Wednesday, February 2, 2011
Slowly saying goodbye
Most of you who know me know that when I got married, perhaps even when I met Kevin, I adopted a wonderful dog named Coda into my life. She quickly became my dog. She always chose me to sit down and cuddle. She wanted me to play with her. Truly, she is Kevin's first dog and we've been talking lately about how she has been there through some of the most formative years in his life. I dare say, even though I've only known her for four and half, I feel the same way.
Five days ago, Coda had a seizure. In the last three days, she's had seven or more. It has been a very frightening experience for me. I have a nephew who deals with seizures too, and I can tell you that neither is fun to watch. One is supposed to be calm to help calm the seizures, but I can't help but burst into tears. The fact that these have come on so quickly make me fear the worst. The times between the seizures when she is her the "real Coda" are fewer and further between.
I think partly I relive the time with my nephew when she has these episodes. She loses control, and I can't explain to her why or help her see the signs to let her know to relax. My nephew was less than a year old when he started having seizures, so explaining even in simple terms wasn't helpful. Coda seems to frightened her too, when she can't walk afterwards, or do other basic things like swallowing. I am frightened to leave her alone at all during the day; I can't imagine anything wanting to wake up from such an experience alone.
And yet, the longer this goes on, the more disoriented she is. She does feel she is alone. She doesn't recognize us at first. Today's was the scariest, as she spent a long time pacing, unable to control any part of her body, and it took an hour before she realized that water was there for her to drink. Her basic instincts are taking too long to be instinctual.

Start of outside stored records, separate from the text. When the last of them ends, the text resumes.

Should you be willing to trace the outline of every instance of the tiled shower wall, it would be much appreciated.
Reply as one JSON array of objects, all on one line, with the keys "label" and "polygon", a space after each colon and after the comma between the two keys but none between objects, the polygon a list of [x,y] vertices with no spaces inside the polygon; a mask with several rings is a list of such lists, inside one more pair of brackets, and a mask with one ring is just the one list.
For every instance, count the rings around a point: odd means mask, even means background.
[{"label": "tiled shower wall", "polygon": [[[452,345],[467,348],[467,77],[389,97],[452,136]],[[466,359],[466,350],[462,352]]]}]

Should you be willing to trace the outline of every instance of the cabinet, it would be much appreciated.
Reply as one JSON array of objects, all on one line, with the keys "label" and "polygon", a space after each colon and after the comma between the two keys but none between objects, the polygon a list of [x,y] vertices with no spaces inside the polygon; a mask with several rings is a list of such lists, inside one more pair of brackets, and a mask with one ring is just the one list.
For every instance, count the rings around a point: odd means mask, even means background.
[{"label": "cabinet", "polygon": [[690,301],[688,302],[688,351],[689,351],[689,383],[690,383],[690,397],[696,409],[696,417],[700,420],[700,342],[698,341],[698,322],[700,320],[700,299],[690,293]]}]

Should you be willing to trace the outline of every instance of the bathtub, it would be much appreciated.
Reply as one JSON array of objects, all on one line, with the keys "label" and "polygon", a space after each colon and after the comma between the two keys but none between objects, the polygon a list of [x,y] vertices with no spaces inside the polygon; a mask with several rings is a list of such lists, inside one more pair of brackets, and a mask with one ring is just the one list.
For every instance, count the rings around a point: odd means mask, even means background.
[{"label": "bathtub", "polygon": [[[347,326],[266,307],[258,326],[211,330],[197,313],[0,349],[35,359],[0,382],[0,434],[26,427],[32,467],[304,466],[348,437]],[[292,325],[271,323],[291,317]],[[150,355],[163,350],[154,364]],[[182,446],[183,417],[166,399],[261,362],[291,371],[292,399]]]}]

We are on some last chance medication to see if we can improve the quality of her life, reducing seizures and trying to get the toxins out of her body. I am trying, as is Kevin, to make sure she is comfortable, walking beside here anytime she is up and walking, laying beside her as we can, petting her to let her know we're there. It's just so hard to communicate the depth of love we feel for her, and making these kinds of decisions about her life and death feel like they leave us short handed. We don't feel like we know what to do. Putting her down feels like leaves us without the time we wanted to communicate our love and care. Yet not putting her down means she might be suffering all the more. We are going to wait the night to see what we have to do next, but we know that if it is not tomorrow, it will have to be sooner than we want.
Tuesday, November 30, 2010
Most Wonderful Time
Well, friends, it has been too long since I have blogged here. I've found reasons to be busy, as well as a full week being sick with the worst virus I've ever had, plus reliving an ear infection from childhood past. I'm glad that's over--and just in time for my favorite season of all--Advent.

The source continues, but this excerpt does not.